Il coming out coi miei genitori è stato pavido e paraculo come solo io so fare. Una di quelle robe tipo: “mamma, ti devo dire una cosa: mi drogo forte. No, scherzo, ho preso una nota perché m’è scappato un rutto in classe”.
Ma più così:
“mamma, non vengo a cena perché – sigh sob hic – la mia rag… – coff coff – mi ha lasciata, sto malissimo e penso che morirò”.
“La tua cosa??”
“La mia… buuuuuu uèèèèè oiméééé…”
“Ok bambina di mamma, stai tranquilla, arrivo subito”.

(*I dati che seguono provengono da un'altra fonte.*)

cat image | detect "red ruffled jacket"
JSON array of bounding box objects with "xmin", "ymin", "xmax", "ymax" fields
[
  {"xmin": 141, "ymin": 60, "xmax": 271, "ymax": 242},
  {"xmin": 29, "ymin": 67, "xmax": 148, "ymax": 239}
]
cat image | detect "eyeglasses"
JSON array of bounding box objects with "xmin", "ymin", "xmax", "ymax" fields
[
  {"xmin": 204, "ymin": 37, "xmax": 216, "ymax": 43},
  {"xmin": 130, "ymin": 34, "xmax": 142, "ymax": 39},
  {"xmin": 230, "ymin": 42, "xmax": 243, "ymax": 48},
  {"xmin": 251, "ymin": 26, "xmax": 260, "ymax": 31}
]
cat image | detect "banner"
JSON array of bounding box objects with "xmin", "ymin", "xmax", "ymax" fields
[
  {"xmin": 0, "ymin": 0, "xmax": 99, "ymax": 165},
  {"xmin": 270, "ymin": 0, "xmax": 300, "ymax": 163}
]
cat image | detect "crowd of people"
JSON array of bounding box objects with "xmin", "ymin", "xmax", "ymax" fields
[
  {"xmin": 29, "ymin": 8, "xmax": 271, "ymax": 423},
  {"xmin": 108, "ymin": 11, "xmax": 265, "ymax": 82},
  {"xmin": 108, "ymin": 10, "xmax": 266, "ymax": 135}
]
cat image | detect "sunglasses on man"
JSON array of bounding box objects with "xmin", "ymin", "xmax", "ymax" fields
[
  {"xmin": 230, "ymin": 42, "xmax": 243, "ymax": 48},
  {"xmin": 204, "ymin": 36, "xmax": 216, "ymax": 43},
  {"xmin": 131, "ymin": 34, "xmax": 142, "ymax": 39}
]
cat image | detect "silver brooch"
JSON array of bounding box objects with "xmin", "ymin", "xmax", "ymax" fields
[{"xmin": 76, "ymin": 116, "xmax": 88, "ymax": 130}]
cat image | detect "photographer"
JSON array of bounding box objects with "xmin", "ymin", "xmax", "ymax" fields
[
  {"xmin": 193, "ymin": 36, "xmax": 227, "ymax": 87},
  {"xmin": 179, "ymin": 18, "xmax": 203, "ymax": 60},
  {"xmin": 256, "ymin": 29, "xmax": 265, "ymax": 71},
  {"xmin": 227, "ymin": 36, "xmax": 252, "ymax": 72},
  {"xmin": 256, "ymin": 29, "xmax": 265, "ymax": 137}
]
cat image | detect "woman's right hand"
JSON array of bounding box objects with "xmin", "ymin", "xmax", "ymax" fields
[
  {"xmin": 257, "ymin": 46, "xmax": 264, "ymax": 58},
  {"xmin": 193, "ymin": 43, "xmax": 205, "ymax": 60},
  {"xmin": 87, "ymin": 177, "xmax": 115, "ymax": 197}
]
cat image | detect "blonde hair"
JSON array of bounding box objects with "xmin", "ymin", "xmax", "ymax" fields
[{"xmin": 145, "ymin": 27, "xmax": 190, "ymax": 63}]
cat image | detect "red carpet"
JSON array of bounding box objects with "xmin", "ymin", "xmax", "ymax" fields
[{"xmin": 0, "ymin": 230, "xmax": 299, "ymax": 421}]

Ah, parliamo di sei anni fa.
A mio padre ho lasciato che lo dicesse lei, giusto per rimanere coerente e perché poi deh, io e lui siamo due zittoni, non mi sembrava il modo migliore per rompere questa tradizione.
I miei amici lo sapevano da quel dì, probabilmente da prima di me; credo a un certo punto di aver semplicemente smesso di negarlo.
Un paio di giorni fa mentre “correvo” (fra virgolette per rispetto nei confronti di chi corre davvero), ho deriso fra me e me un bimbo che frignava perché era caduto e si era fatto male a una mano: se la teneva e se la guardava preoccupatissimo mentre la madre, che camminava poco più avanti, gli insegnava la durezza della vita non cagandolo sebbene, disperato, le chiedesse di fermarsi, di aspettarlo, che gli “sembrava” di aver visto del sangue.
Oggi mentre pedalavo sulla ciclabile di Viale Italia ho fatto un frontale con un tizio in monopattino: ha preso una buca a bomba, non ci ha capito più un cazzo e mi si è schiantato contro. Poi uno dice le strade, le auto, le moto, i camion… No, diobono: un monopattino sulla pista ciclabile.
E vabbè, il punto qual è? Che mi sono fatta male a una mano e mi è venuta voglia di sedermi in terra e piangere fortissimo, ma ho avuto la decenza di non farlo perché la smeno sempre con ‘sta storia che c’ho una certa, e poi mi sono ricordata di quel bambino frignone e ho capito perché mi stan sul cazzo i bambini frignoni: perché dei bambini frignoni, io, sono il fottuto gran visir.